One of the things that the government did in terms of hurrying up and advertising this bill today was an e-petition. The e-petition was laid on the table on 5 March but only 21 people signed it.
An opposition member interjected
Mr ELMES: It is interesting, though, when you look at the people who signed it. There was a fellow by the name of Nino Lalic, who is the President of Young Labor. When you have a look at his bio, it reads—
Being a part of Queensland Young Labor has helped him be a part of shaping the future, rather than complaining about the present. Nino’s learnt from campaigning at local, state and federal elections ...
At the South Australian election Nino was caught with a dodgy T-shirt on purporting to be from Family First, handing out dodgy how-to-vote cards. Congratulations to Nino on his introduction to politics!
MS Palaszczuk interjected
Mr DEPUTY SPEAKER (Mr Watts): Order! The Leader of the Opposition will cease interjecting.
Mr ELMES: If ever this piece of legislation were to pass the House—and I can assure honourable members it will not—it would set out a whole series of things to do. There is the charter that those opposite want to put in place. There is the advisory council they want to put in place. There are programs they want to put in place. There are systems and policies within each department that need to be put in place that then need to come back to government. There are people like me who would be required to stand up in front of the parliament and deliver reports. If honourable members go to clause 5 of the bill, ‘Application of act’, they will see it states—
(1) This Act does not— (a) create rights for anyone; or (b) impose legally enforceable obligations on the State, the Minister, a department, a chief executive, a member of the council, a public service employee or anyone else.
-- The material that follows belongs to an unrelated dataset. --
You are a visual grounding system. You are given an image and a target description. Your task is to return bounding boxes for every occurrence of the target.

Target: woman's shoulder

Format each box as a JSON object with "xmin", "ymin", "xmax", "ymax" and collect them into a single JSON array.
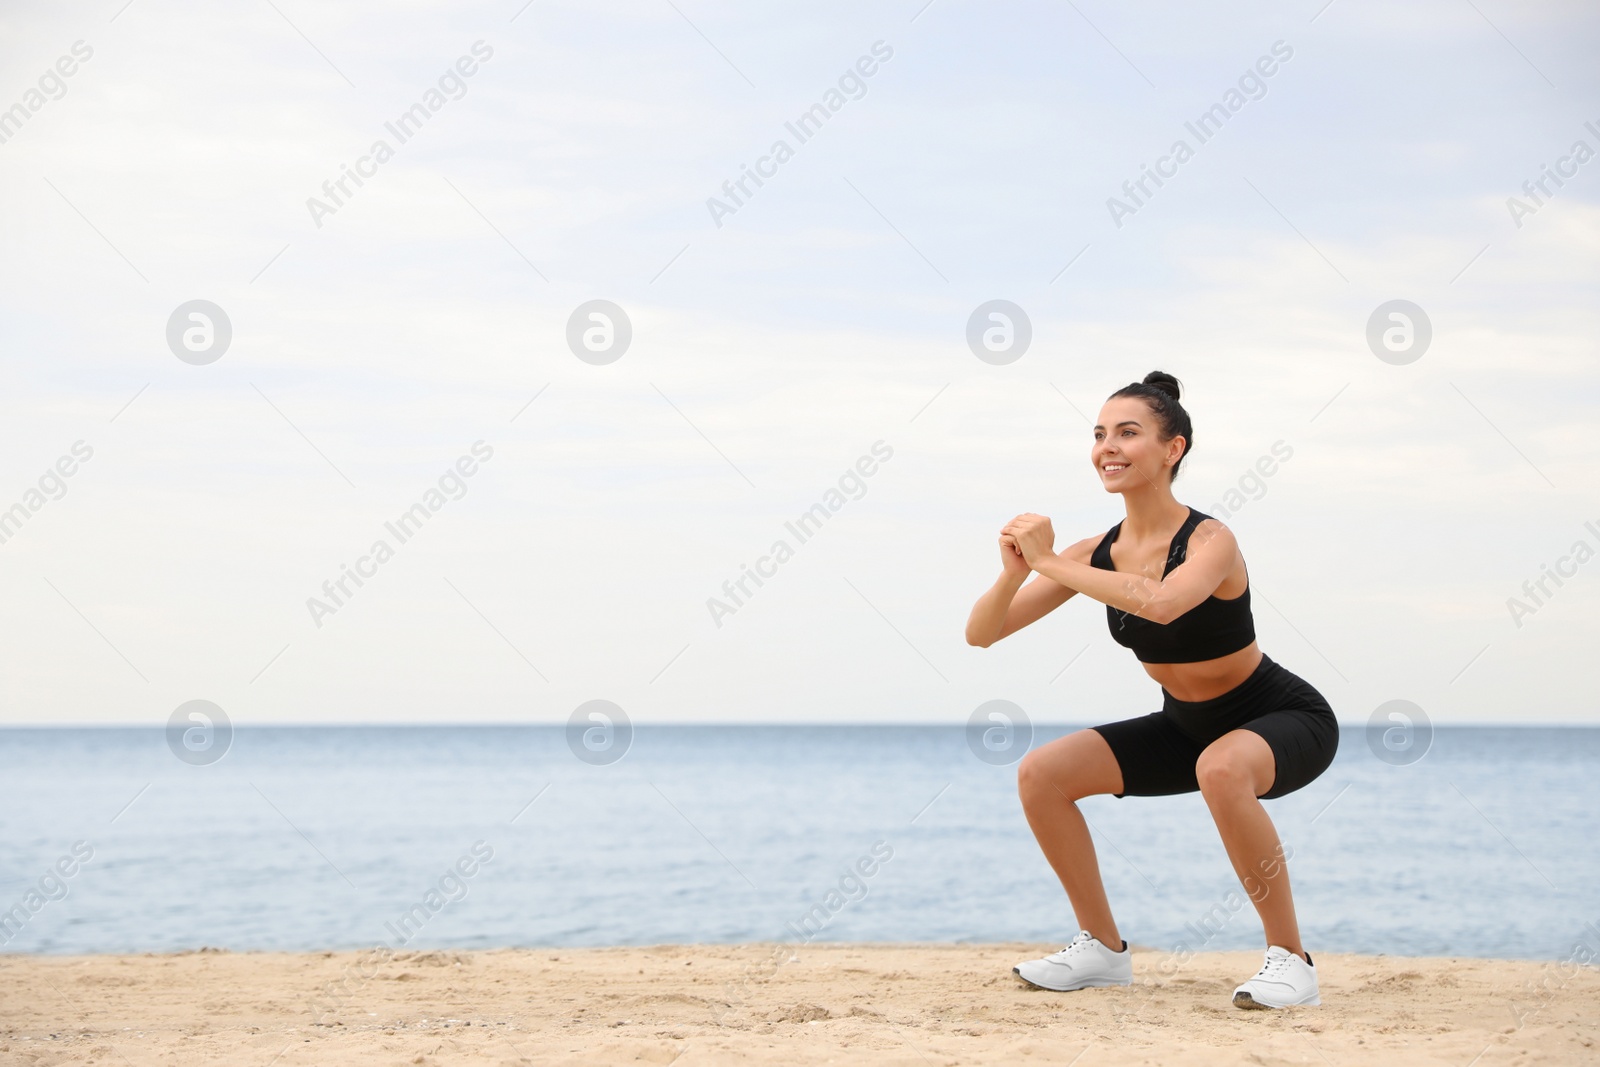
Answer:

So why have all of this in legislation? Why create a situation that is not enforceable? Not long after I became the minister I stood at South Brisbane in front of 220 people from the sector and I made a presentation to those people. There was one question asked about legislation. I stayed there for a lot longer than I was scheduled to. The subject of legislation did not come up again. What we talked about is policy—and that is what the LNP will do. It will have a policy and that policy will be enacted.